Factory test benefits	On-site test benefits
Ensure proper manufacturing	Evaluate possible winding damage, such as open turn and inter-turn short of winding
Calculation of copper loss (I2R loss)	Identify contact problems
As a base for assessing possible damage on-site	Check proper functioning of the tap changer
To identify loose connection and broken strands of conductor	Calculate the winding temperature
Calculate the winding temperature

Principles of Winding Resistance Measurement

In this technique, the idea is to inject DC current through the winding, and measure corresponding voltage drop across the windings of the same phase after stabilization of current. While applying DC voltage to transformer winding, the current increases slowly. This rate of increase depends on winding inductance and applied voltage. The larger the winding (inductance), the greater the difficulty in achieving current stabilization. Once required current is established, the voltage should remain constant to maintain constant current.
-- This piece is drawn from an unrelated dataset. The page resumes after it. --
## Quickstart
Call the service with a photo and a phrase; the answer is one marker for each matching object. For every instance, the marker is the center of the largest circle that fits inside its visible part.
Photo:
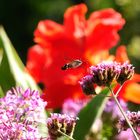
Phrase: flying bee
(73, 64)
To remove the effect of inductance (L), the change in current needs to be zero. To achieve this, transformer core saturation must be ensured and current must be stable.

To calculate winding resistance, we use Ohm’s law:

R = Vdc ⁄ Idc

Where, Vdc = voltage across transformer winding,

Idc = DC current through transformer winding,

R = resistance of the transformer winding

Open Circuit Voltage

• Open circuit voltage rating of the test-kit is critical to understand the time required by the test-kit to generate enough magnetic flux to saturate the transformer core before conducting the WRM test
• The time needed also depends upon the number of windings being tested simultaneously and prior level of core magnetization.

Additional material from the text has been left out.